C’est de ce dévoilement forcé et de son incroyable violence qu’il est question dans mon livre, mais aussi d’un autre dévoilement. Car ce que ne soupçonnent pas nos chasseurs de voiles, c’est qu’au moment même où ils s’évertuent avec plus ou moins de bonheur à dévoiler les musulmanes, ils accomplissent de manière beaucoup plus intégrale et obscène leur propre dévoilement.
Cet autodévoilement fait l’objet des quatre premiers chapitres du livre. Les deux premiers portent respectivement sur le féminisme et la laïcité, qui sont depuis vingt ans les deux principaux registres argumentatifs de la croisade, mais aussi ses deux voiles.
Le chapitre suivant revient plus spécifiquement sur l’interdiction du foulard à l’école, et sur le remarquable consentement dont elle a bénéficié au sein de cet autre « pilier de la république » qu’est l’école publique – et plus précisément chez ceux qui en sont les « hussards » : les enseignants, dont je suis.
Un quatrième chapitre se concentre sur le monde intellectuel, académique, scientifique, et plus précisément sur ses avatars médiatiques, en analysant, à partir d’un cas aussi édifiant qu’emblématique, la figure émergente de la voilologie savante – ou pseudosavante.
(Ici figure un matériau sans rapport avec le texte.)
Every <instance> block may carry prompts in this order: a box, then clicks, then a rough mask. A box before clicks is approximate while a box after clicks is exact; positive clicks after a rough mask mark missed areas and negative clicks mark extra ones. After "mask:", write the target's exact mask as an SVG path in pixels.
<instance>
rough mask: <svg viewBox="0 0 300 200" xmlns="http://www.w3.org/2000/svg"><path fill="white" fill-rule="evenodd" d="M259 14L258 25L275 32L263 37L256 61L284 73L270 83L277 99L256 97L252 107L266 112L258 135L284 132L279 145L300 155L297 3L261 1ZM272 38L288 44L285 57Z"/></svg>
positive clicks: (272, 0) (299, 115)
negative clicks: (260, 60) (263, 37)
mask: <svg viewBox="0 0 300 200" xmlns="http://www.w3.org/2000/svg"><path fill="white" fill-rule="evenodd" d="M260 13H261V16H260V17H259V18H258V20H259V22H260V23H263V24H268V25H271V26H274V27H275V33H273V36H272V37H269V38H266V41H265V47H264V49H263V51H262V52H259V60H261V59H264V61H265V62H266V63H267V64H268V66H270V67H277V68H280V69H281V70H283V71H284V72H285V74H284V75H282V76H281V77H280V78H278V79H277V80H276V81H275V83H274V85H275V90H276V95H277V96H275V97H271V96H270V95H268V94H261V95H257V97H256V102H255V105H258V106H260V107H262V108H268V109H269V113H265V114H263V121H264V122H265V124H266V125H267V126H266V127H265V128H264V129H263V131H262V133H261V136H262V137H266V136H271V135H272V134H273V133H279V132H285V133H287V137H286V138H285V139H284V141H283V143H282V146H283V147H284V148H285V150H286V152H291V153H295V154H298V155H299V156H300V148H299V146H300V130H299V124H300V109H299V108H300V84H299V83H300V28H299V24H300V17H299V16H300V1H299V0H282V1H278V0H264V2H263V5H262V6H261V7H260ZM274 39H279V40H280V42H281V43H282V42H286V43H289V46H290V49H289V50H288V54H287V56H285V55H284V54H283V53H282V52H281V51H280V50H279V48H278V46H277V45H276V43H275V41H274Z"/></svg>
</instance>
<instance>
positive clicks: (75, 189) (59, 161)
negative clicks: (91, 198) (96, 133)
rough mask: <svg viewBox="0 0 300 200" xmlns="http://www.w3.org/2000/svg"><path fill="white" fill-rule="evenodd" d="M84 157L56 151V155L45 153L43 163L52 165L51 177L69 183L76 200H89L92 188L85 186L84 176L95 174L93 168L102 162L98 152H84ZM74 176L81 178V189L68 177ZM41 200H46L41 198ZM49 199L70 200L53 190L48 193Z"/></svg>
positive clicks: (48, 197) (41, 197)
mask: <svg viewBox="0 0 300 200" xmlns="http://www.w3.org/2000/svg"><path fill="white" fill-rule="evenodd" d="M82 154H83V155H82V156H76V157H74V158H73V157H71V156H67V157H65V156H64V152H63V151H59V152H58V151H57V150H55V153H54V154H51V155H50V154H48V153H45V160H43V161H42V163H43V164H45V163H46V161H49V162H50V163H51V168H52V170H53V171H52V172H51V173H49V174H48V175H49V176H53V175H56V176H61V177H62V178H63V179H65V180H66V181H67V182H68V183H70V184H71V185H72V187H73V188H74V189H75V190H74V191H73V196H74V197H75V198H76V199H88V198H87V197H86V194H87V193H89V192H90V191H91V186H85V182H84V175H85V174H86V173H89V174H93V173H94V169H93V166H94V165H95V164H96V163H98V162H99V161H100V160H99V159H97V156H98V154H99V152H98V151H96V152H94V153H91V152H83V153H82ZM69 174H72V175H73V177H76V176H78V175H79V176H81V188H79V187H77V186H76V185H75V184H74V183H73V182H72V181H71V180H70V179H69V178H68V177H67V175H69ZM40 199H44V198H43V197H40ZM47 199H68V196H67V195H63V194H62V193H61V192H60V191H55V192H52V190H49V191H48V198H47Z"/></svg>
Un dernier chapitre revient enfin sur les principales concernées : les adolescentes portant le foulard à l’école et les femmes portant un hijab ou un niqab – trop souvent oubliées dans les analyses et les bilans, y compris chez certains antiprohibitionnistes, qui ont tendance à s’intéresser davantage au dévoilement idéologique de la République qu’au dévoilement bien réel vécu par des femmes et des adolescentes livrées à la vindicte publique. Et encore faut-il ajouter que le mal ne se limite pas au dévoilement accompli : si le rendement de la chasse n’a pas atteint le niveau escompté, si beaucoup des concernées résistent à l’injonction au dévoilement, le prix qu’elles payent pour cela est incroyablement élevé – exclusions scolaires, discriminations, injures, stigmatisation quotidienne.
Il ne s’agira donc pas de porter un diagnostic sur le hijab ou le niqab, et pas davantage sur les femmes qui les portent : loin de prendre ces femmes pour objet, ce dernier chapitre les envisage comme sujets parlants, en partant d’une enquête à laquelle j’ai participé et qui fait entendre la voix de 44 femmes portant le hijab [9], et en s’efforçant d’en tirer des leçons sur nous-même et pour nous-même. Il ne s’agira enfin pas non plus, ni dans ce chapitre ni dans les autres, d’assimiler le hijab et le niqab : si les deux vêtements sont parfois associés au fil des pages, sous le vocable commun de « voiles », c’est uniquement pour désigner une logique commune dans la manière de les percevoir, de les ressentir, de les juger et d’y réagir – une logique hélas fréquente, et profondément malveillante et malfaisante.